Natural History Museum, New York City
The
story skips forward. Lt. Vincent D'Agosta, NYPD, is on the scene as
local investigators bag the body parts. Police have determined that
the victims are Woffler and Perotta, employees of New York's natural
History Museum. Local police have found the men's wallets and Ids and
the stolen knife and called the NYPD, having heard of the heist.
D'Agosta warns a local police officer that there will be more victims
and that the murders of Woffler and Perotta ave nothing to do with
the sacrificial knife they stole, but the officer does not believe
D'Agosta.
The
story skips ahead again, as the serial killer, The Fisherman, sits
inside his psychedelic VW bus, parked by the side of the road leading
out of town. A passing car, noting the bumper stickers on his bus,
honks.

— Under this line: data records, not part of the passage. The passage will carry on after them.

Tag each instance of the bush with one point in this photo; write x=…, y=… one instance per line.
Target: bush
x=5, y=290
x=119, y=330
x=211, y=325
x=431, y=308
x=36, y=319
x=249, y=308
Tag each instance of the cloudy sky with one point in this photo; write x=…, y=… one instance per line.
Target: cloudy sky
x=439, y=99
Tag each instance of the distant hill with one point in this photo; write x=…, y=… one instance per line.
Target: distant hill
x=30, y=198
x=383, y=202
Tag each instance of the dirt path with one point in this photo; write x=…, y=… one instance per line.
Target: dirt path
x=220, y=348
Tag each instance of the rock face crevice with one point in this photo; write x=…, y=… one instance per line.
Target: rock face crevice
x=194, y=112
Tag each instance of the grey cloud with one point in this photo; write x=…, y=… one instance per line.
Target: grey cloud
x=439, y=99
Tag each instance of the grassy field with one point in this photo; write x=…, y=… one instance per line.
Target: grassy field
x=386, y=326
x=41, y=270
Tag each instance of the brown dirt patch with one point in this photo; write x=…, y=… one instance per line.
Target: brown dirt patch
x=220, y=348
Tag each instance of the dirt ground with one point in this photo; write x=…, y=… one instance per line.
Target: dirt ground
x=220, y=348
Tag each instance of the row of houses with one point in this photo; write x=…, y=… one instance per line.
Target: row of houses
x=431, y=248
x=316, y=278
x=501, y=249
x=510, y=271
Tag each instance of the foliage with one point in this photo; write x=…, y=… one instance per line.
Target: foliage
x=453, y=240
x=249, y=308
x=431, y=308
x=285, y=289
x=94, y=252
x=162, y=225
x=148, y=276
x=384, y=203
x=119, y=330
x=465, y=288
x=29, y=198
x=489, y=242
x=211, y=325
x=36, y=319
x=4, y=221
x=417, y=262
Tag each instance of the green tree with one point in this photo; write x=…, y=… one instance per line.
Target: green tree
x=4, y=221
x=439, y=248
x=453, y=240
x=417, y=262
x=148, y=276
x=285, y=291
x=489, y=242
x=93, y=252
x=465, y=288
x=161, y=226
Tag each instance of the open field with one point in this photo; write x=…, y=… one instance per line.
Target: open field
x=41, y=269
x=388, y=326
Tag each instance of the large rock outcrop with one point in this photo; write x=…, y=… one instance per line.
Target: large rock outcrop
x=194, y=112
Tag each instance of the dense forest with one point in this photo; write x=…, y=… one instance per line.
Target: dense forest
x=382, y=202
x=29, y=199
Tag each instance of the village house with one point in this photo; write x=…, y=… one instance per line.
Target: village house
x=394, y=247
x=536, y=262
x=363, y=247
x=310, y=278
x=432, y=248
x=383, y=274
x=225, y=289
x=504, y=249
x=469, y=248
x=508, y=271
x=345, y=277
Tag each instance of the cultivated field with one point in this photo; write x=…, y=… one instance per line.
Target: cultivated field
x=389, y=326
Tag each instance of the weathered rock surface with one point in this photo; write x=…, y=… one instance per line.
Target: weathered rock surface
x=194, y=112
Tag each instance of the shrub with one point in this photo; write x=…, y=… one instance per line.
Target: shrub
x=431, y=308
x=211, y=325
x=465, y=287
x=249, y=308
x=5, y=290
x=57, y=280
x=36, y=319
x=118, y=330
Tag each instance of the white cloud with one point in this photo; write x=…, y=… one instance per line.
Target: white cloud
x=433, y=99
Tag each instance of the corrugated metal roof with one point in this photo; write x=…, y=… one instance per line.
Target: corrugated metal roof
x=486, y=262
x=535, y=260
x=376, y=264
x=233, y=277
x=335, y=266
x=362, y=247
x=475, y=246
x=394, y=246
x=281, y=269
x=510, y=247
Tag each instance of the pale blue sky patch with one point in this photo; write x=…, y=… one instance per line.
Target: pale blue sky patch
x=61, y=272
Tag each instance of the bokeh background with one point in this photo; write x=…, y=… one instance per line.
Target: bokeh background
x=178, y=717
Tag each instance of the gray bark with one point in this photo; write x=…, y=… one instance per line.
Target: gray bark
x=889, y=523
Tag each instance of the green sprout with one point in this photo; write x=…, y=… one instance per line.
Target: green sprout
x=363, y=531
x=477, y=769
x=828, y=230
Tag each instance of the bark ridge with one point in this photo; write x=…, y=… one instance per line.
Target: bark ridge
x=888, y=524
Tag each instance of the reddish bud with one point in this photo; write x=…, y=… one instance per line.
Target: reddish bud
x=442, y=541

Thankful to God that He has given him another opportunity to
“serve” Him by killing and dismembering “another killer of the
unborn,” the murderer drives onto the road and follows the carload
of his next victims.
Techniques
Child
and the writing team of Douglas and Preston use their own techniques
to craft their stories, techniques that help them to build their
thrillers.
Detective Sergeant Joe Friday of Dragmet
Child
uses a straightforward approach, in which he straightforwardly moves
from one incident to the next, using a journalistic style in which,
despite his stories' intense emotions, seems to present “just the
facts,” as Dragnet's
Sergeant Friday was fond of saying to witnesses recounting their
stories. This happened, and then this, followed by this next thing.
His technique lulls the reader into accepting the events, even when
they would become hard to believe otherwise. Just what are
the chances that a wanted arsonist would encounter a murderer
disguised as a police officer—and a military police officer, at
that? Whatever they are, the odds become even less likely when the
killer just happens to have a few sets of fake Ids in the trunk of
his car, the one inside which he's hauling his victim's dead body.

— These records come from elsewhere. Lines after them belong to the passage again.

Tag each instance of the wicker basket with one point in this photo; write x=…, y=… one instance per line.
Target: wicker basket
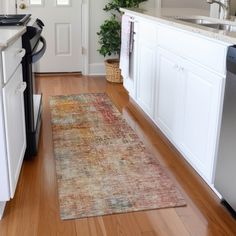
x=113, y=73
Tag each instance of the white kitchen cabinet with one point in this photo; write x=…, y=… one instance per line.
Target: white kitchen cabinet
x=146, y=76
x=13, y=101
x=169, y=98
x=202, y=102
x=180, y=80
x=12, y=119
x=187, y=109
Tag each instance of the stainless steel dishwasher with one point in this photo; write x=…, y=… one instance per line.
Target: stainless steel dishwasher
x=225, y=177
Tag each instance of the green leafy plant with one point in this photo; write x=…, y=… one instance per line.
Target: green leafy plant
x=110, y=31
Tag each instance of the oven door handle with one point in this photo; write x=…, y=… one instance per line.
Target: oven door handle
x=37, y=55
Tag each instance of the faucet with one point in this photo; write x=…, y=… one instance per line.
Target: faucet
x=225, y=6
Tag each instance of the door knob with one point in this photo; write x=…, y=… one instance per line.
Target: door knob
x=22, y=6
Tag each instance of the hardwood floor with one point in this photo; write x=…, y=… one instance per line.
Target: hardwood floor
x=35, y=208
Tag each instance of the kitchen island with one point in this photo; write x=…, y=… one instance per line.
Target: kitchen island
x=177, y=77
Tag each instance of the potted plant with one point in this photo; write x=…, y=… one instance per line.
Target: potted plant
x=110, y=37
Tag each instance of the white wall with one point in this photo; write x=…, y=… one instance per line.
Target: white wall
x=97, y=16
x=185, y=4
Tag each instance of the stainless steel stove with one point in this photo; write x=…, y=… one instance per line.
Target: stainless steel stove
x=13, y=20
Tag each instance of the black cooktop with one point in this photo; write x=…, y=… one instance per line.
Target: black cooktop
x=11, y=20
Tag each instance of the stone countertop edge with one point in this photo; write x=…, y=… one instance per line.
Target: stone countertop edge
x=9, y=35
x=224, y=37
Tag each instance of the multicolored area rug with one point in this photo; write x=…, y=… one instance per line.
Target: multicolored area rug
x=102, y=166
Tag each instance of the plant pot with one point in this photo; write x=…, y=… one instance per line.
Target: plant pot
x=113, y=73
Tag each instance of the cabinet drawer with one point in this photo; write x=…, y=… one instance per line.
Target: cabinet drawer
x=11, y=58
x=201, y=50
x=147, y=32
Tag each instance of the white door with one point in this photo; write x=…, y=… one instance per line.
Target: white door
x=62, y=31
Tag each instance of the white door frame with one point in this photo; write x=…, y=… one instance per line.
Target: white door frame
x=11, y=8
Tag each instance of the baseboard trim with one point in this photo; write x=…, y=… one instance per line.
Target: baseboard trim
x=97, y=69
x=2, y=208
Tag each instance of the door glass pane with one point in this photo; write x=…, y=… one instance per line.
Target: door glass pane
x=63, y=2
x=35, y=2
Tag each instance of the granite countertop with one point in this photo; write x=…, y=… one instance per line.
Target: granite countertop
x=172, y=18
x=8, y=34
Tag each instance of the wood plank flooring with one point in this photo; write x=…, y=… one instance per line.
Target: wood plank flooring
x=35, y=208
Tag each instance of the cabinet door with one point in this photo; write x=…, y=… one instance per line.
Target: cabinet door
x=15, y=125
x=170, y=95
x=146, y=76
x=202, y=112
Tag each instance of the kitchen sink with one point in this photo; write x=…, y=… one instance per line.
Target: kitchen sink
x=226, y=27
x=210, y=24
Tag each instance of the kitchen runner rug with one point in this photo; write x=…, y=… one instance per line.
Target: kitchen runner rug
x=102, y=166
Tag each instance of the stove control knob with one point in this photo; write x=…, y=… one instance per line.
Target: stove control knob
x=22, y=6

However, thanks to Child's disarmingly straightforward,
matter-of-fact style, readers are likely to pass over so,me of these
“details” or at least pretend to turn a blind eye to them.
Child's style, in short, helps readers to maintain a Coleridge an
“willing suspension of disbelief.”
Preston
and Child pile up details—a lot of them—while tossing half a
dozen suspects at readers. The story's incidents snowball, but, at
the same time, have a relationship with the other incidents of the
story, incidents bound to other incidents and to characters, and
characters tied to other characters and to incidents. What is a
simple story, when everything is unraveled at the end, seems complex
and mysterious in the telling. Who's out there, in the woods (and the
swamp), stalking the pair of robbers? The ex-con? Lipski, the fence?

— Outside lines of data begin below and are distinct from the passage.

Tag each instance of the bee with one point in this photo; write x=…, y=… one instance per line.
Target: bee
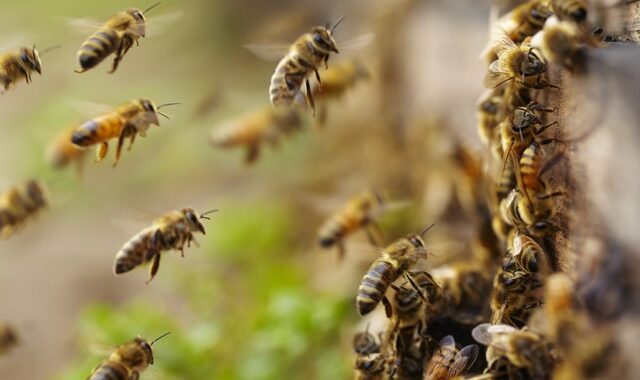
x=448, y=362
x=336, y=80
x=267, y=125
x=173, y=230
x=8, y=338
x=396, y=259
x=19, y=204
x=370, y=362
x=515, y=295
x=18, y=64
x=127, y=361
x=522, y=350
x=359, y=212
x=560, y=42
x=522, y=64
x=126, y=121
x=528, y=255
x=305, y=56
x=62, y=152
x=573, y=10
x=116, y=36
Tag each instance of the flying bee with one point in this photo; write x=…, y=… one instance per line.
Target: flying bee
x=522, y=349
x=126, y=121
x=448, y=362
x=18, y=64
x=62, y=152
x=515, y=295
x=116, y=36
x=336, y=81
x=8, y=338
x=171, y=231
x=20, y=204
x=522, y=64
x=127, y=361
x=396, y=259
x=529, y=256
x=359, y=212
x=267, y=125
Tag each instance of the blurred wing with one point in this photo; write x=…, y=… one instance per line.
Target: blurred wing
x=356, y=43
x=84, y=25
x=159, y=24
x=273, y=52
x=463, y=360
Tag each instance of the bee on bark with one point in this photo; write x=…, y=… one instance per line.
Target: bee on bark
x=171, y=231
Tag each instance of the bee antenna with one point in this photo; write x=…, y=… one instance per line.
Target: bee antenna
x=48, y=49
x=427, y=229
x=151, y=7
x=204, y=215
x=160, y=337
x=333, y=28
x=167, y=104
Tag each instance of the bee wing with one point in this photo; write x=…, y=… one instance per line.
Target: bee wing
x=463, y=360
x=84, y=25
x=157, y=25
x=269, y=52
x=495, y=75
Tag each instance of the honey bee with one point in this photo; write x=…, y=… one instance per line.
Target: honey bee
x=116, y=36
x=267, y=125
x=126, y=121
x=127, y=361
x=18, y=64
x=448, y=362
x=171, y=231
x=8, y=338
x=522, y=350
x=528, y=255
x=522, y=64
x=62, y=152
x=305, y=56
x=396, y=259
x=515, y=295
x=359, y=212
x=336, y=80
x=19, y=204
x=560, y=42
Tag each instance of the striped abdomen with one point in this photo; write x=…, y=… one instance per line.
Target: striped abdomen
x=95, y=49
x=110, y=370
x=374, y=285
x=286, y=82
x=98, y=130
x=135, y=252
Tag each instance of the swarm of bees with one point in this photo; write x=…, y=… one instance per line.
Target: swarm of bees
x=507, y=312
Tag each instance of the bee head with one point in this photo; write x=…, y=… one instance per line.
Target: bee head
x=532, y=64
x=30, y=59
x=193, y=220
x=323, y=40
x=146, y=349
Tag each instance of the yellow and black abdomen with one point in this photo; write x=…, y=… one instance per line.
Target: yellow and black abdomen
x=374, y=285
x=110, y=371
x=98, y=130
x=102, y=43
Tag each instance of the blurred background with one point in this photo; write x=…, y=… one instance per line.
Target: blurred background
x=258, y=298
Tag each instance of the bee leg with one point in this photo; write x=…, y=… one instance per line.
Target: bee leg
x=310, y=97
x=388, y=310
x=253, y=151
x=154, y=267
x=101, y=152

Lipski's prospective customer? One or the other of the two robbers
himself, intending to double cross his partner in crime? The vengeful
spirit associated with the stolen Inca knife of sacrifice? These
suspects are linked through the crime Woffler and Perotta have
committed; through their road trip; through Perotta's making “scenes”
along the way, by speeding, harassing a waitress, eyeballing and
dissing an ex-con, and honking at a VW bus parked alongside the
highway, during the robbers' drive from New York to New Hampshire;
and by the remote cabin they rent in the deep woods. Everything is
related, but only one set of relationships, in the end, counts.
Preston and Child keep their readers guessing by a style that draws
relationships everywhere, at all times.
The juxtaposition of a museum in a world-class city with the barbarism of The Fisherman is also a technique that increases the emotional thrill of the horror in the woods.